Amnesia. An easy comedic concept, right? Well, leave it to our lead and collaborator Benny Chan (no relation) to take this idea and go crazy with it. The title refers to Chan's post-trauma illness, as well as the name given to him by natives who come across his confused persona. Soon, everyone is referring to our hero by the oddball moniker while major league action set pieces fly by. While Chan is clearly capable of dealing with the demands of physical comedy and slapstick, this is one of the rare occasions when the laughs come from character, not just chaos.

6. Rumble in the Bronx

For many, this was the movie that broke Chan into the US mainstream.
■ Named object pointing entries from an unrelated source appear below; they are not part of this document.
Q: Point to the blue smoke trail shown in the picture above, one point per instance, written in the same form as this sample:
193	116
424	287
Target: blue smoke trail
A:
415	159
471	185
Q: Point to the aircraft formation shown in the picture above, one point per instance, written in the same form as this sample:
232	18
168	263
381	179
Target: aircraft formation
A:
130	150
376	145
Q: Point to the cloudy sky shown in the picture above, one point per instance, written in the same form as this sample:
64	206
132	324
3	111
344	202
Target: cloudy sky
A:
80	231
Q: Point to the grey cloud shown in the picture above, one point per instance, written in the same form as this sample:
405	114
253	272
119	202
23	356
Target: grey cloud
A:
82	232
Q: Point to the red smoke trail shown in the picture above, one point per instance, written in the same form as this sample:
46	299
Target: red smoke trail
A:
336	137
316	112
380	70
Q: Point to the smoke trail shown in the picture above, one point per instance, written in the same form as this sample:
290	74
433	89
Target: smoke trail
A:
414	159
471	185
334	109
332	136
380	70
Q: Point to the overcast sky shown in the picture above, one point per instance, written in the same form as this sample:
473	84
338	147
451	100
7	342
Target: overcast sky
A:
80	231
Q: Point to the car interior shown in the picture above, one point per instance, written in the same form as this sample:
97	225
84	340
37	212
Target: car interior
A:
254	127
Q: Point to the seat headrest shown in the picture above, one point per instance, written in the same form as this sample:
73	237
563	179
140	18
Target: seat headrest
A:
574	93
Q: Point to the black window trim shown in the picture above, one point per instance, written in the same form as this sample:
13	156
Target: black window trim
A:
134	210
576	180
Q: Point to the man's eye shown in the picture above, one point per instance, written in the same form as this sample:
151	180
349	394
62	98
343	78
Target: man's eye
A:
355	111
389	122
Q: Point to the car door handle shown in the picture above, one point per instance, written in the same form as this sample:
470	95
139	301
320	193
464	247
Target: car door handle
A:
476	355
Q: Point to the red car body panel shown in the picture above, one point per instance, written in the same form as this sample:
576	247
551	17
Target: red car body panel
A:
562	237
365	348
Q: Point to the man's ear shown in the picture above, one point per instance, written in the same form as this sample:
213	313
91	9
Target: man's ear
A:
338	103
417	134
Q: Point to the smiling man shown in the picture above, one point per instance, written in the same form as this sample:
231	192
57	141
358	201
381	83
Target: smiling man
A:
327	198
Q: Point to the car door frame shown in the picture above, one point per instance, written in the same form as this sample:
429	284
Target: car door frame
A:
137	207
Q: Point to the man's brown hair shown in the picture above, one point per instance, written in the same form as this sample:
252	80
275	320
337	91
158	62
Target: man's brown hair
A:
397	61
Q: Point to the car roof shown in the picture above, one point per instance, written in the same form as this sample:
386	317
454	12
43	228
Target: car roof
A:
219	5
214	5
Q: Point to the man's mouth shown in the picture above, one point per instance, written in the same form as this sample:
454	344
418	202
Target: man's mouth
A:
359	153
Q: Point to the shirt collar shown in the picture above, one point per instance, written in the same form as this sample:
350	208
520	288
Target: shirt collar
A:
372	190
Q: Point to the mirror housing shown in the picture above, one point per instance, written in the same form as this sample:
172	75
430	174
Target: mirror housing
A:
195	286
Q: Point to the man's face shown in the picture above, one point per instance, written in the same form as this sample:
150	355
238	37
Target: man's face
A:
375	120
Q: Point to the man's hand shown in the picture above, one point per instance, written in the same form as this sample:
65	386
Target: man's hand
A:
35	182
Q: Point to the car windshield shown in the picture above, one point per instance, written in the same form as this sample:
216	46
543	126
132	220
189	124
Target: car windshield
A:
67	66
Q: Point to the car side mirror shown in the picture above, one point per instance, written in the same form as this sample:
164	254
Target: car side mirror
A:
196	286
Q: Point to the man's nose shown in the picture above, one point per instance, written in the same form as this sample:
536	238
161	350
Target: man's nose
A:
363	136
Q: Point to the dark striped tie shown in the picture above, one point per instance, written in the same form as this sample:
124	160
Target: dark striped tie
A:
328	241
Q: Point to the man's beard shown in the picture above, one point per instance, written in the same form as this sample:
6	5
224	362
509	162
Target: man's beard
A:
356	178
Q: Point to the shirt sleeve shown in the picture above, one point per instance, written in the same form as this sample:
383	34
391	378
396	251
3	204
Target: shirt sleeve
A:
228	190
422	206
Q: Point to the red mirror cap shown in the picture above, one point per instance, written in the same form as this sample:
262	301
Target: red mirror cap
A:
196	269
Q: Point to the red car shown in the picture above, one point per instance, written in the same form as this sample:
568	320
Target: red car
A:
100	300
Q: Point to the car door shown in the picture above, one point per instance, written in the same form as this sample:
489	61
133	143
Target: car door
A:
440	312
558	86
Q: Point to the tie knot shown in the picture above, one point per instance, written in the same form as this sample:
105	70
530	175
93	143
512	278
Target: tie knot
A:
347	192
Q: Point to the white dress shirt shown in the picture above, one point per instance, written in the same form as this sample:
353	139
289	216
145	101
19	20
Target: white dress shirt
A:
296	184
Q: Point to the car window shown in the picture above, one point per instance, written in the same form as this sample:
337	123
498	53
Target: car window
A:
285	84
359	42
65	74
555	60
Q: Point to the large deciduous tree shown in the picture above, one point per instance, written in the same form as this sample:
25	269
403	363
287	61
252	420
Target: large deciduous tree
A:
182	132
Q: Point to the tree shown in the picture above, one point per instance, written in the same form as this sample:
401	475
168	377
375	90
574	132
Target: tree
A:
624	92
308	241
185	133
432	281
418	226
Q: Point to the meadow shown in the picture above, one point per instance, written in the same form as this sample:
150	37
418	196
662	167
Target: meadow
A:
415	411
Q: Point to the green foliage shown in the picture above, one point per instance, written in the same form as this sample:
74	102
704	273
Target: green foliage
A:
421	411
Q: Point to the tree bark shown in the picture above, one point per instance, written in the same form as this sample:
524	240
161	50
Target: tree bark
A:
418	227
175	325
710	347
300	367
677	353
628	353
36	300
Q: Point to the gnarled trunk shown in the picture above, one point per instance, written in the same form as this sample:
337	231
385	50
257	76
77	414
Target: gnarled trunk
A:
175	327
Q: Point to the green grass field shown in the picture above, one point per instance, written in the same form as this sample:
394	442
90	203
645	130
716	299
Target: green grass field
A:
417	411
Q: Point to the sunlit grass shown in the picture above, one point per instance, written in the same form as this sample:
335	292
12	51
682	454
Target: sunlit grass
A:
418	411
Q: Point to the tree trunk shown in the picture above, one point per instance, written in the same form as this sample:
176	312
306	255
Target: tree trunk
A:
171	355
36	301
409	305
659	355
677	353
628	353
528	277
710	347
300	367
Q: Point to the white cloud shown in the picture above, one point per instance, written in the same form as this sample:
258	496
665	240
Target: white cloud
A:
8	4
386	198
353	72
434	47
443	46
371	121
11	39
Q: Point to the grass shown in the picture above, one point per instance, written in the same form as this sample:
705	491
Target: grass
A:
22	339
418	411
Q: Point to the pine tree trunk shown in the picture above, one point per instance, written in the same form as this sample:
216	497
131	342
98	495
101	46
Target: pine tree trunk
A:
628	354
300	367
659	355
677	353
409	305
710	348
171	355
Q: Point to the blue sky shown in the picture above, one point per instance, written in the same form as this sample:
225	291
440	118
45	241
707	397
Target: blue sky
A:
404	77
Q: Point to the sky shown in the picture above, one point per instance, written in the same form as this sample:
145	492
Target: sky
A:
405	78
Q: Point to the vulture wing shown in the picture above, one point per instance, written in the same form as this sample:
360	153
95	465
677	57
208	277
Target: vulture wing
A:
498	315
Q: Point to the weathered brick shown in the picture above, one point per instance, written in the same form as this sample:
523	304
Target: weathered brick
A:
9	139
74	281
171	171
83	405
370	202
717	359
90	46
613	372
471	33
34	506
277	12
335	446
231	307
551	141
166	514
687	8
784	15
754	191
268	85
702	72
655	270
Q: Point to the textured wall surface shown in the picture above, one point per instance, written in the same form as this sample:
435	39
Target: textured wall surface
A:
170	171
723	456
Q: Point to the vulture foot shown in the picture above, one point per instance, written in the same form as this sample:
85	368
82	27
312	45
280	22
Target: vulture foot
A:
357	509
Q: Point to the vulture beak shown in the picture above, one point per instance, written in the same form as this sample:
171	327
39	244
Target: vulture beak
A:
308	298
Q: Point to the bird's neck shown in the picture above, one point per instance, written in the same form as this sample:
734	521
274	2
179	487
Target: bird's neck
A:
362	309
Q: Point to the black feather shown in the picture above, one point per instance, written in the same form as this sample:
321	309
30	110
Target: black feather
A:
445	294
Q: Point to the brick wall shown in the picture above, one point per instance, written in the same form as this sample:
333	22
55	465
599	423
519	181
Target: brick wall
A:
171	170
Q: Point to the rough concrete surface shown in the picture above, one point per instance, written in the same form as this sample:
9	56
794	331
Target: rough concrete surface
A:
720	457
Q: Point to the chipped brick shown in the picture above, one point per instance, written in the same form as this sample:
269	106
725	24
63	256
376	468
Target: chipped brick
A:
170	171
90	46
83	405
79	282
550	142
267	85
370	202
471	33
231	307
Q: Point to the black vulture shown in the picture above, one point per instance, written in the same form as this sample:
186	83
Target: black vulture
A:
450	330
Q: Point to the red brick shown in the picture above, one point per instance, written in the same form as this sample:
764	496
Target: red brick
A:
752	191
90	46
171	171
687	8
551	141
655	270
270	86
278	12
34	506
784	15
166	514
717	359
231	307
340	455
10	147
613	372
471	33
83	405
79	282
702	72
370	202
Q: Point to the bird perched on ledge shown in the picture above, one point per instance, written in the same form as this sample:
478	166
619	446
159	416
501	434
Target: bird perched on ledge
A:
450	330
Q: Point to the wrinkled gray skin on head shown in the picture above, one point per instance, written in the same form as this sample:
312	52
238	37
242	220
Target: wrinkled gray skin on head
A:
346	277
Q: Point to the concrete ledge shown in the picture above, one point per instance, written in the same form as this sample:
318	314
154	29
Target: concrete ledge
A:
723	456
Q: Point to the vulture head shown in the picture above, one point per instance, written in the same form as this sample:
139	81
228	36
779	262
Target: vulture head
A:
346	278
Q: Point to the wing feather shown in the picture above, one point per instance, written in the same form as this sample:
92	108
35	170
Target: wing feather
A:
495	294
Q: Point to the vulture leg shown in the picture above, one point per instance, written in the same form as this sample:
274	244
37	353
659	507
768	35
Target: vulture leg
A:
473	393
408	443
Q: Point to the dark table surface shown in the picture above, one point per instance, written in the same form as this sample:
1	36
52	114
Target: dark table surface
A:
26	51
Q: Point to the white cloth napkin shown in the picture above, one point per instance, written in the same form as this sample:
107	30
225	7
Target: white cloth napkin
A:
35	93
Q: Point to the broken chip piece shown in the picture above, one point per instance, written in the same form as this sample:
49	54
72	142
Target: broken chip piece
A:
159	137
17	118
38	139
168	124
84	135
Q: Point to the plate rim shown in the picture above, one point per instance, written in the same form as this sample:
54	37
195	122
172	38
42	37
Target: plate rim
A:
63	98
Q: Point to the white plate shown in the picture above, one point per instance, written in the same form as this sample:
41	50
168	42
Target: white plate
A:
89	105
Sure, before then, he was a favorite of film fans with access to a video store stocking his foreign titles, but this is the effort that got the attention of Joe and Jane Six Pack. Naturally, as they did with almost all his films, New Line reconfigured it for a domestic audience, and found itself with a huge hit on its hands. Chan purists prefer the original cut, including the cast voices sans dubbing. It was thanks to Rumble that Chan would go on to have a lengthy run in Tinseltown, including those annoying Rush Hour films.